A self-important gang leader had ignored his instructions and botched his efforts to kill Audrey. Kyle Austin’s interference had kept him from killing Charlotte. And now both men were dead.
There was only one thing standing in the way of his success now. Another woman.
Finding her name in the prison visitors’ log when the guards had rushed in to help Kyle Austin had been easy enough. Sister of a druggie, and anyone with an arrest record was easy to trace. He’d found Patrick Nichols’s information online, and saw that, ironically, the inconsequential inmate was the son of a slain cop. All the newspaper stories about Aaron Nichols’s heroic death had led him straight to the Shamrock Bar. And Josie.
He scrolled ahead to the last few pictures on his screen. Her long ponytail would give him something to hold onto if he decided to kill her with his hands. But then he was equally skilled with poisons and rifles. And he hadn’t forgotten the bomb-making skills his father had taught him.
Josie Nichols wasn’t his usual victim. She wasn’t rich and she had no family, of influence or not, to speak of.
But she’d seen his face.
Even with his disguise, she’d been too close. He’d read the suspicion in her eyes. He’d seen the imprint of a memory being made.
Oh, how his fingers itched to wipe that look from her eyes.
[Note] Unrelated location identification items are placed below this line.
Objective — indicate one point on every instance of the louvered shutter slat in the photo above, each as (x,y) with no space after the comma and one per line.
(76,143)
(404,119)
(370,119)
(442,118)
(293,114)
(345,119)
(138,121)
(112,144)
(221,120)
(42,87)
It was only a matter of time before KCPD linked him to Kyle Austin’s murder this afternoon—only a matter of time before Miss Nichols gave her description and some lucky cop spotted him. For years he’d been faceless. But now Josephine Nichols could look at him in a lineup or a courtroom and say, That’s the man I saw. He’s your killer. And then he’d be put in prison. Reunited with his father and uncles who’d left him for dead in a hospital emergency room long ago.
Josie Nichols could give him a face. She could take his freedom away. She could stop him before his retribution was complete.
And no woman could ever be allowed to have that kind of power over him again.
One way or another, Josie Nichols had to die.